森の小さな広場。そこで三人の若き冒険者が、二体のゴブリンに襲われていた。片手剣を振るう少年は力任せに突撃していたが、既に肩口を斬られて血を流している。弓を構える少女は震える手で矢を放つも、狙いが逸れ木に刺さるばかり。小柄な少年は震えながらクロスボウを弄っていたが、矢は装填すらままならない。
「くそっ、このままじゃ……!」
彼らは危険な状況に追い込まれていた。ゴブリンの一体が剣を振りかざし、剣士の少年に迫る。その瞬間――
「危ないっ!」
レオンは丸腰のまま飛び出した。恐怖はあった。だが、剣を持たずとも戦わなければならない時がある。拳を握りしめ、ゴブリンの脇腹へ渾身の一撃を叩き込む。
「グギャッ!」
不意を突かれたゴブリンがよろめく。レオンはその隙に飛びかかり、乱暴に振るわれた剣を両手で掴み取った。刃が掌を裂き血が滲むが、力で奪い取ると同時に振り抜いた。
「うおおおおっ!」
ーーーーーーーーッズズズ!!!!!
乾いた音とともに、ゴブリンの喉を切り裂いた。鮮血が飛び散り、魔物は倒れ伏す。レオンは荒い息をつきながらも剣を握り直した。これが――自分の最初の「武器」だった。その剣は、これからしばらく彼の装備となるだろう。

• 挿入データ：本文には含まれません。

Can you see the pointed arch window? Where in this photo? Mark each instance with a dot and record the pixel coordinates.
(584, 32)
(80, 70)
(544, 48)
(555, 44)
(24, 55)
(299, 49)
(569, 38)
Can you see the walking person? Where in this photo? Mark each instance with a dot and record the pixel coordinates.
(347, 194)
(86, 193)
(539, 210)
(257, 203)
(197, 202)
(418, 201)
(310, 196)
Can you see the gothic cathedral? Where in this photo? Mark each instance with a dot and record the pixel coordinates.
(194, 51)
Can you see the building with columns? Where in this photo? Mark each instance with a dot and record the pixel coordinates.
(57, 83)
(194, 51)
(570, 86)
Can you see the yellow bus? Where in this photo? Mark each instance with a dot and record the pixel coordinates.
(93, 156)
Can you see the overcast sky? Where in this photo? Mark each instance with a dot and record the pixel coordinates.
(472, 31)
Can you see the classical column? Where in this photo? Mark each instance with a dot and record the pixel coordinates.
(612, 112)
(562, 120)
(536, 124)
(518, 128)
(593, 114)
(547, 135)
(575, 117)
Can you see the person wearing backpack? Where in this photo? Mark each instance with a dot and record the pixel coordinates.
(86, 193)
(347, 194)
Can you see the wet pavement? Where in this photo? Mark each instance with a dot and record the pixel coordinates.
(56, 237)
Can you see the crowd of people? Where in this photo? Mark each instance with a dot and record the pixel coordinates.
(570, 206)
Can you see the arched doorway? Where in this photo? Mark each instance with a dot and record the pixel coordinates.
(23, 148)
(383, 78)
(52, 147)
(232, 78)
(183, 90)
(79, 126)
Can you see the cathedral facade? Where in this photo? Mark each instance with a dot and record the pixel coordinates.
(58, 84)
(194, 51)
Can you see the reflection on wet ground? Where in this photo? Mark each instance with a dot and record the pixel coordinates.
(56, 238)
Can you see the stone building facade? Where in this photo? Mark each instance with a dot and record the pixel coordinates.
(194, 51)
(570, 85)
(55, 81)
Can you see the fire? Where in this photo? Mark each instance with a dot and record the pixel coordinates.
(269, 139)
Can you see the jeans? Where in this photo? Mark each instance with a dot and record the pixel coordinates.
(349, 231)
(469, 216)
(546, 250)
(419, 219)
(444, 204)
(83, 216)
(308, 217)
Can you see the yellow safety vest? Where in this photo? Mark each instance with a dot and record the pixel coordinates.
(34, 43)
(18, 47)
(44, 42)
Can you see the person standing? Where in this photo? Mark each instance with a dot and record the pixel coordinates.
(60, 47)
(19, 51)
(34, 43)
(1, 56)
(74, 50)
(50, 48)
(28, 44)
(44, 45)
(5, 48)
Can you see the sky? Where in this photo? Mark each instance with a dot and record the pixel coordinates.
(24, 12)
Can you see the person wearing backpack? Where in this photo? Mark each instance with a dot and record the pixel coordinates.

学院で最低評価を受けた「戦闘力」。だが王立学院は人類最高峰の学び舎であり、最低評価といえど人間世界の平均から見れば十分に高い。ゆえにゴブリン相手でも互角以上に渡り合える手応えがあった。決して油断できる相手ではないが、動きを見極めれば凌げる、力も真正面からなら押し返せる。
だが、残るもう一体が牙を剥いて突進してきた。レオンは咄嗟に剣を構えるが、重さに慣れていない腕では押し負ける。ゴブリンの腕と揉み合い、地面に押し倒される。
「ぐっ……!」
泥に背を打ちつけ、牙が迫る。絶体絶命のその時――
「うおおおおっ!」
傷だらけの剣士が突撃し、横から斬りつけた。さらに後方から矢が飛び、ゴブリンの肩を貫く。最後にクロスボウの矢が額に突き刺さり、魔物は倒れ込んだ。
「……はぁ、はぁ……助かった……」
レオンは荒い息を整えながら立ち上がった。血に濡れた剣を握り、初めて「生き延びた」実感を噛みしめる。
「お、お前……素手でゴブリンから剣を奪ったのか!?」
剣士の少年――カイルが驚いた声を上げる。肩を押さえながらも、その目は輝いていた。
「すごい……あんな無茶、普通はできない……」
弓手の少女――リディアは震えながらも安堵の笑みを浮かべる。まだ怯えの色は残っていたが、その視線には感謝があった。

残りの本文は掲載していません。